Although L’Oréal Fashion Week still doesn’t have the star power or glitterati of Milan or Paris, most of the presentations were packed with national media, buyers, as well as assorted fashion students and aficionados.

The seating process was much more oganized than years past, and shows more or less ran on schedule without technical difficulty or theatrics.

The alumni collections from Arthur Mendonca, David Dixon and Joeffer Caoc were beautiful. Mendonca’s collection featured smart cotton shirt-dresses alongside slinky jersey gowns, and the colours ranged from crisp whites to understated neutrals. But there was nothing understated about the chic clothes, well-merchandised to wardrobe for work and play with just a hint of casual sexiness thrown in.

David Dixon dedicated his “Reunion” collection to his recently deceased mother Patricia, and his inspiration for Spring was the sepia-toned photographs of his parents. Designed for a more sophisticated clientele, the black, white and cream coloured collection featured luxurious eyelet and embroidered fabrics and his trademark razor-sharp tailoring.

Joeffer Caoc’s 1980s-inspired collection was more romantic, with layers of tulle, silk lamé and velvet coming together to form breezy dresses and tunics that will work for both day and eveningwear. Joeffer also showed easy jersey tops and tailored shorts for evening.

However, all collections and presentations were uniformly safe. No envelopes were pushed. Innovations were aesthetic and topical, rather than fundamental.

These gentlemen, all stars of the Canadian fashion scene, absorbed the School of Fashion’s emphasis on the importance of target markets, merchandise assortments, and functionality almost too well.
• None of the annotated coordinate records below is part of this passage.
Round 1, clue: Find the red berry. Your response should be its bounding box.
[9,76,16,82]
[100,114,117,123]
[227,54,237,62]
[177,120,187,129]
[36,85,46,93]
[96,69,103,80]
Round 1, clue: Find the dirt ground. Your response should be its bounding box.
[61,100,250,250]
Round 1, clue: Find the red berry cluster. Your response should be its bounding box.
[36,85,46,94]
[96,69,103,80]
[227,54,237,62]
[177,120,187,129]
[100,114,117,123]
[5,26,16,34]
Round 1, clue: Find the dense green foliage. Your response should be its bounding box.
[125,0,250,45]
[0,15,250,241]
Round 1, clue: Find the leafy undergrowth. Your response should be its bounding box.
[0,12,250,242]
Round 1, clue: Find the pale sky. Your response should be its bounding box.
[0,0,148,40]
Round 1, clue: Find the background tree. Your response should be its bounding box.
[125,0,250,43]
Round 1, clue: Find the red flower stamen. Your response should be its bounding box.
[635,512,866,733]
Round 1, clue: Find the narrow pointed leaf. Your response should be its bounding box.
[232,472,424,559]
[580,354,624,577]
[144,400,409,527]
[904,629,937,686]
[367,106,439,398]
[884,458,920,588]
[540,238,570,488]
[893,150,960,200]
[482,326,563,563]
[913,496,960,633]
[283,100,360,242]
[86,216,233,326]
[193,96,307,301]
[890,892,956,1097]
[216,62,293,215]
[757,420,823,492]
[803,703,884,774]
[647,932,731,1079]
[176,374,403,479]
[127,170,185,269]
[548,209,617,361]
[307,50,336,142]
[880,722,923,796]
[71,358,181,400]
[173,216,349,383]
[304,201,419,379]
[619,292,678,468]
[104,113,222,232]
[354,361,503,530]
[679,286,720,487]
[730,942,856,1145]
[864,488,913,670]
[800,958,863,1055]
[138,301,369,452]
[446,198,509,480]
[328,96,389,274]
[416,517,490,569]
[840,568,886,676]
The results made for boring showmanship but excellent, wearable collections.

Of course, it must be noted that unlike their American and European counterparts, most Canadian designers don’t have the financial backing, perfume businesses, clothing franchises or accessory collections to support risk-taking.

In Canada, there is less room for theatrics and buyers are out for beautiful and practical clothes, not a spectacular event featuring clothing that can’t sell.

The typical Canadian consumer of designer frocks is likely to be both fun and conservative.

I noted the benefits and drawbacks of our design program and the Canadian fashion system in general.

I realized that in Canada fashion shows are a part of the business of fashion, rather than the spectacle of it. And there’s nothing wrong with that.